Well, I think I've always been really influenced not only by Dr. Baldwin's work, but also Dr. Parness's work early on in software development. His paper is on the criteria to be used in decomposing systems or classics in software engineering research literature, and they really speak to the fact that those decisions that you make about what a module is really encode what you're able to change in isolation and where you are going to have to have those communication factors. Despite that, we continue even to this day to really struggle with modularity in software. We know what we want it to be, and we can do a really good job breaking apart a system that we want to build into pieces. Then we find out those pieces really do have to communicate, or we find out there's a non-functional requirement, like logging, that has to exist within every component of our system, and we suddenly get that orthogonal interactions between components and modules that we actually have to deal with and to work with.
Dr. Gail Murphy (00:23:39):
So for me, architecture is really about thinking about the constraints that the system has to work within, the functionality it has to produce, and how it has to produce those with certain nonfunctional requirements and to start breaking things down in a way that allows teams to go off and work as independently as possible, but where they also know when they have to communicate and who they need to communicate with. If we have a vision and are able to record, think about those decisions we need to make, we can start to make those trade-offs of where do we need to create more modularity, because we know we need different kinds of changes in the future where we want to interchange different kinds of modules, and where might we be willing to live for a while, at least, with something that's a bit more messy and not quite as modularized, because we're working under time constraints and we have to get the system out?
Dr. Gail Murphy (00:24:36):
So it's about being able to retrospect on that in a way, introspect on it and be able to think about the modules and how they're coming together in a way that would allow you to make decisions such as trade-offs of where you want to be able to do great changes in the system and where you don't in a way that's actually thoughtful and not one in which we often just fall into, because we didn't realize that we wanted to change the system in certain ways or didn't realize that we had to meet certain nonfunctional requirements.
Gene Kim (00:25:07):
So where does good architecture come from? So when you talk about these virtues that we want, and certainly I think we can all think of exemplars that we've experienced or studied where people were able to get these incredible capabilities to work independently with isolation, is there an easy answer or some common factors that lead to good architectures, and where do they come from?

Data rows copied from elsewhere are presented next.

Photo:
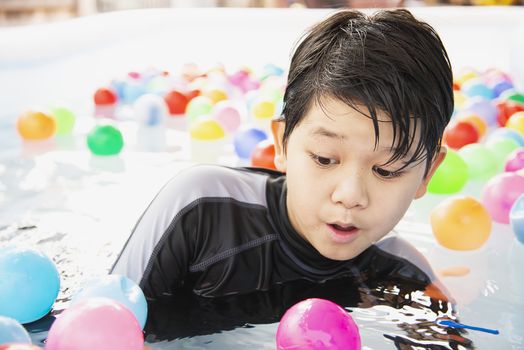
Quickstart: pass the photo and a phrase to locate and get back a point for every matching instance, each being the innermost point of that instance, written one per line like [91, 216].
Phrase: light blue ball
[29, 284]
[11, 331]
[516, 218]
[246, 140]
[118, 288]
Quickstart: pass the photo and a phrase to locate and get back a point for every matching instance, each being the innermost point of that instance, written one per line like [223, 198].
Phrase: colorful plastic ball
[176, 102]
[460, 223]
[459, 134]
[150, 110]
[11, 331]
[317, 324]
[118, 288]
[451, 175]
[29, 285]
[105, 140]
[516, 122]
[35, 126]
[264, 155]
[206, 130]
[516, 218]
[246, 140]
[227, 115]
[515, 161]
[482, 163]
[64, 120]
[96, 323]
[105, 96]
[500, 193]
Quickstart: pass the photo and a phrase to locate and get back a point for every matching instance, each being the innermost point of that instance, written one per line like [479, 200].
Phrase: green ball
[482, 163]
[105, 140]
[64, 119]
[450, 176]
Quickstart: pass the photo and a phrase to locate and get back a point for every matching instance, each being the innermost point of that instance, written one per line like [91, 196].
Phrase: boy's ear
[277, 127]
[436, 163]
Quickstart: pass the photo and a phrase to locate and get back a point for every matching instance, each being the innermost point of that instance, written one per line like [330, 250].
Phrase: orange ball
[461, 223]
[35, 126]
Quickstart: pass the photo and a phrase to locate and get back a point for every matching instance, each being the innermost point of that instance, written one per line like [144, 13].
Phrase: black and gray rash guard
[221, 231]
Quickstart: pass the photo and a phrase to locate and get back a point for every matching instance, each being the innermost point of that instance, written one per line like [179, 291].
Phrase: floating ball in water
[264, 155]
[64, 119]
[29, 284]
[96, 323]
[461, 223]
[35, 126]
[118, 288]
[11, 331]
[105, 140]
[246, 140]
[450, 176]
[500, 193]
[317, 324]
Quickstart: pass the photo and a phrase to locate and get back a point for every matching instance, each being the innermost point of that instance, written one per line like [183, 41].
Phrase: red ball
[264, 155]
[176, 102]
[460, 134]
[105, 96]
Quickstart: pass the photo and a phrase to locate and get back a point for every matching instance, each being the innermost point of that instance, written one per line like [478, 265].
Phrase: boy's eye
[387, 174]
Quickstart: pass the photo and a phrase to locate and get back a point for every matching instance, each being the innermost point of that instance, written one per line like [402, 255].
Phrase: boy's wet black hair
[388, 62]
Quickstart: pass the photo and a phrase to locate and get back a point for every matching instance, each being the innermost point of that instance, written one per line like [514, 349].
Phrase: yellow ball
[461, 223]
[516, 122]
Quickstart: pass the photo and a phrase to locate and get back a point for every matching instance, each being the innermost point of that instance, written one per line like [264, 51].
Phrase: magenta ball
[515, 160]
[317, 324]
[500, 193]
[96, 323]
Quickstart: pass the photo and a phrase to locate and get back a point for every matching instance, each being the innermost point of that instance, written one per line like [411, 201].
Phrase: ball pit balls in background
[150, 110]
[206, 130]
[460, 223]
[96, 323]
[264, 155]
[500, 193]
[516, 218]
[317, 324]
[482, 163]
[176, 102]
[515, 161]
[11, 331]
[29, 284]
[458, 134]
[64, 120]
[451, 175]
[118, 288]
[227, 115]
[198, 106]
[35, 126]
[105, 96]
[246, 140]
[105, 140]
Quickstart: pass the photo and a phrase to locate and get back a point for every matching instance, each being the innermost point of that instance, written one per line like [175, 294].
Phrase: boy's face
[341, 198]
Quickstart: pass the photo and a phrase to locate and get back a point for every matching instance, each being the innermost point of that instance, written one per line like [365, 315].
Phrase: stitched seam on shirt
[232, 251]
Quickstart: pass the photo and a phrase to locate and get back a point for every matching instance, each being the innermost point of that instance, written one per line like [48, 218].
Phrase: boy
[365, 107]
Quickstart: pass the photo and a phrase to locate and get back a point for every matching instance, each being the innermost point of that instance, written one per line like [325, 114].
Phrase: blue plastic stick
[460, 325]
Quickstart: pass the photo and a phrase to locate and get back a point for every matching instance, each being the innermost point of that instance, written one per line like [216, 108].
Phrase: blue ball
[516, 218]
[11, 331]
[246, 140]
[120, 289]
[29, 284]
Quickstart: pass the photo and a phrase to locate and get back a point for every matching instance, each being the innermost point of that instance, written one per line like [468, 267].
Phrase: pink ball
[96, 323]
[500, 193]
[317, 324]
[515, 160]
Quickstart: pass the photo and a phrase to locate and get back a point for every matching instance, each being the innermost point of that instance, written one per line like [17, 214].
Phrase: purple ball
[317, 324]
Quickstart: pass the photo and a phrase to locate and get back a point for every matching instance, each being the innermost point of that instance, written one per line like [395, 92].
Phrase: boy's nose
[351, 192]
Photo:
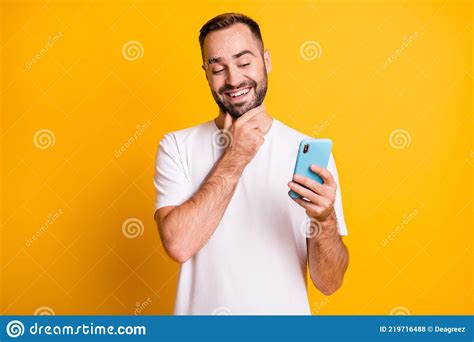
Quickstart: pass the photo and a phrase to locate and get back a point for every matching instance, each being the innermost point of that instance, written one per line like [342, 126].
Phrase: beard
[236, 110]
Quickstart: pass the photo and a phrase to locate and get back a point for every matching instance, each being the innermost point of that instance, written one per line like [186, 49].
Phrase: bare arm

Dr. Gail Murphy (00:25:29):
I think if you could answer where good architectures come from, you could solve a lot of the world's software development woes. I think there's certainly architectural styles and architectural patterns that have been developed. So if you're able to match your problem to those styles or patterns, you can start to get some advantage of the work that people have done before. I think the challenge is that often the architecture we think that we're building isn't what we're actually building, because it's usually not a sole endeavor. You might have a few people, a small team kind of designing what the architecture should be for the system. That doesn't mean that all the people that are helping you to build that are actually recognizing what the architecture should be or communicating when the architecture isn't going to work out in practice.
Dr. Gail Murphy (00:26:18):
So some of the work we've done in the past in our research group has looked at how do you match the perceived architecture with the actual architecture, and how do you sort of keep things on track? Because it's really easy with software to allow interactions, couplings, calls between those modules to just have to start appearing. They often start appearing for really, really good reasons, because the original architects didn't actually realize that for performance, maybe these two modules have to communicate in a different kind of way. But over time, as we allow that to happen, we get more and more of a drift, and the fact of architectural erosion between the desired architecture and the code is a really well-known problem. We still haven't developed really good systematic approaches and common use to do that check of perception of reality and make sure that we're actually enacting even the architecture we intend if we know what architecture we want in the first place.
Gene Kim (00:27:21):
Can you concretely describe some of those symptoms? Where does this kind of architectural erosion, where sort of as design starts to drift further away from actually used?
Dr. Gail Murphy (00:27:33):
Well, the symptoms usually look like you get a lot more calls between those modules than you ever expected. So perhaps you have a module A is only supposed to make calls to a module B, but over time, you actually realize that module B is making calls back to module A, because there's some sort of information passing that has to happen that was perceived to be able to be done in one way, but in fact you started to use some asynchronous approach and you actually have calls going back the other way.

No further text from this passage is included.